Der geschlossene Kreislauf der Circular Economy ist ein bequemes Bild.
Nichtsdestotrotz ist es unser Bestreben, Technologieführer für metallurgische Anlagen zu sein, die die Recyclingraten an ihre thermodynamischen und technologischen Grenzen bringt, indem wir u.a. den Massen- und Energietransfer zwischen der Schmelz-, Flüssig- und Gasphase in unseren Technologien maximieren. Am Ende sind hier die Kreislaufgrenzen auf technologischer Ebene zu finden. Von gleicher und noch größerer Bedeutung ist es, den Transfer an der Schnittstelle zwischen den verschiedenen Stakeholdern der Kreislaufwirtschaft zu erhöhen, das heißt, die Kommunikation und Interaktion mit der Politik und der Gesellschaft insgesamt.
Wie schaffen wir es, den Kreislauf besser zu schließen?
Markus Reuter: Die Produkte, mit denen wir es zu tun haben, sind äußerst komplex und bestehen aus vielen Elementen, Materialien und Mineralien, die miteinander verbunden sind, um die Funktionalität des Produkts zu erzeugen. Man benötigt viel Einfallsreichtum und Wissen, um sie tatsächlich auf wirtschaftliche Weise zurückzugewinnen und wieder als werthaltige Materialien in moderne Produkte zurückzubringen. Nehmen Sie Ihr Smartphone: Es verbindet auf engstem Raum viele Hundert Metalle, Legierungen, Werkstoffe, Kunststoffe und Glas zu einem Funktionsmix.
Wir versuchen die Metalle wieder in den Reinheitsgrad zu bringen, der für die Herstellung neuer Hightech-Produkte erforderlich ist.

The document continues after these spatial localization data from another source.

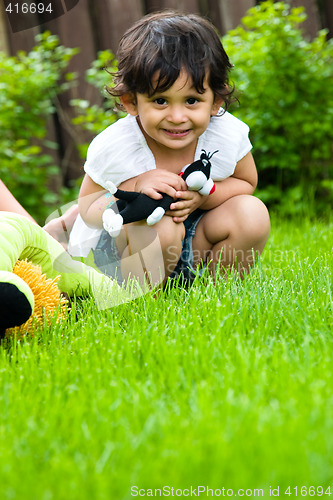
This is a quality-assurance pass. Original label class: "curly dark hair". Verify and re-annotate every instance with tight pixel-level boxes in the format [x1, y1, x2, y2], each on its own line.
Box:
[106, 11, 235, 111]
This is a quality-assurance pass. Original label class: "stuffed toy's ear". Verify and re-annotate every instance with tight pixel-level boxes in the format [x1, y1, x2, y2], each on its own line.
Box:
[0, 212, 132, 325]
[0, 270, 34, 339]
[1, 260, 68, 341]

Es braucht nicht viel Vorstellungsvermögen, um zu erkennen, wie komplex es ist, diese Komponenten physikalisch und chemisch zu separieren und die Metalle schließlich zurückzugewinnen und wieder für neue Produkte einsetzbar zu machen. Recycling bedeutet also zu verstehen, wie diese Elemente vorgegeben vom Periodensystem chemisch miteinander interagieren und wie man dieses Wissen in wirtschaftlich sinnvolle Technologie und Fließschemata übersetzt. Diese mit digitalen Plattformen oder digitalen Zwillingen zu verwalten ist die Zukunft, um die Verluste aus dem System und vor allem die Exergie-Dissipation zu visualisieren und zu verstehen.

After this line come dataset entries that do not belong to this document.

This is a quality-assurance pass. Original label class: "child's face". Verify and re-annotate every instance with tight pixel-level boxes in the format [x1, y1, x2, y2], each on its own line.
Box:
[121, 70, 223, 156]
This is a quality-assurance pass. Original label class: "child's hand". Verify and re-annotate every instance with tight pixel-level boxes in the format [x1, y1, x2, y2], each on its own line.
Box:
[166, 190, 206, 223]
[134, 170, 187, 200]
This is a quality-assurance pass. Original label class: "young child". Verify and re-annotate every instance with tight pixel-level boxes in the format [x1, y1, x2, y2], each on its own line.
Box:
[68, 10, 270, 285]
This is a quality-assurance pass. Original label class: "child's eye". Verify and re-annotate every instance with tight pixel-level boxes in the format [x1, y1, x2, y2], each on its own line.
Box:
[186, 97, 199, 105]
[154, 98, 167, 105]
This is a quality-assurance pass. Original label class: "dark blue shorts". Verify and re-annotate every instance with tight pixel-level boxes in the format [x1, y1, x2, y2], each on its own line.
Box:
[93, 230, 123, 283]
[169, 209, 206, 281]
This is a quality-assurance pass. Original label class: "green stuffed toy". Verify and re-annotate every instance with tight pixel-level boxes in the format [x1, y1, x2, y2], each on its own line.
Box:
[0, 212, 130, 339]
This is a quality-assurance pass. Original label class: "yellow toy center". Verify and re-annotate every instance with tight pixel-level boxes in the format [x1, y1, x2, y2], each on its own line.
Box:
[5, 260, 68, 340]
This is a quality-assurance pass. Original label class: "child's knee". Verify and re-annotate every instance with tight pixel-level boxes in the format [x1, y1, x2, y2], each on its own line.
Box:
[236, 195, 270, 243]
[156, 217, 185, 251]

Wenn wir über Circular Economy sprechen, versuchen wir immer, die Metalle wieder in den Reinheitsgrad zu bringen, der für die Herstellung neuer Hightech-Produkte erforderlich ist. Das ist für mich die wahre Definition von Circularity in der Kreislaufwirtschaft und das ist eine schwierige Aufgabe. SMS hat die Kompetenz und die Vision, dies zu ermöglichen.